To read the 1999 alternative business futures study, see http://www.abfoundation.com.au/research
Over 2007 and 2008, the Australian Business Foundation commissioned Susan Oliver, one of the expert futurists responsible for the 1999 scenarios project, to sound out how our pictures of the future were unfolding and to refresh them for the next decade. We report the findings in The Future Revisted.
Our 1999 scenarios and the factors underpinning them are not only proving durable, but they arrived ahead of time. Witness the trajectories of globalisation, bringing both winners and losers, both unprecedented economic opportunities and crises of war and terrorism. We are experiencing the rise of China and shifts in geopolitics and trade. The potency of the knowledge economy is being demonstrated in reality with new internet-enabled global enterprises. Environmental sustainability, climate change and energy use are indisputably now mainstream business issues on the agenda of both developing and developed nations.
Given this assessment of our 1999 futures scenarios, the Australian Business Foundation has taken a fresh look at how the forces for change are playing out to 2020. We offer a snapshot of five critical factors likely to affect Australia and its business activities towards 2020. These five factors are:
1. Energy and resources conscious 21st century will redefine basic economic and social parameters.
2. Significant changes in global economic geography are reshaping trade and geopolitics.
3. Changing patterns of work and demand for skilled people is a crunch issue for Australia.
4. Unleashing innovation is a prescription for Australia’s enduring prosperity, whether facing an economic boom or a global downturn.
5. An outward looking Australia can contribute to defining and achieving the society and global community we want.
At the time of writing this, Australia is facing significant unprecedented challenges.

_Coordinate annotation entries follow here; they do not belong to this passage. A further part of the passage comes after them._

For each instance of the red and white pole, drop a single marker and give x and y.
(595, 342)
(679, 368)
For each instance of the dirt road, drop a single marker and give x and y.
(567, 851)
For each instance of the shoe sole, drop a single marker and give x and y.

The Australian economy is being challenged, the global financial system is frail, and economies around the world have entered recession. We ask: how long will it last? What can governments do to ensure we beat off a recession, that we do not have widespread job losses and that the financial system can continue to support the needs of business for capital?
From crisis emerges a new opportunity. We will not emerge from the global economic crisis the same as we entered it. Where next? These are just some of the issues confronting both Australian businesses and Australia amongst never ending environmental, social, and political issues compounding an increasingly globalised interconnected world.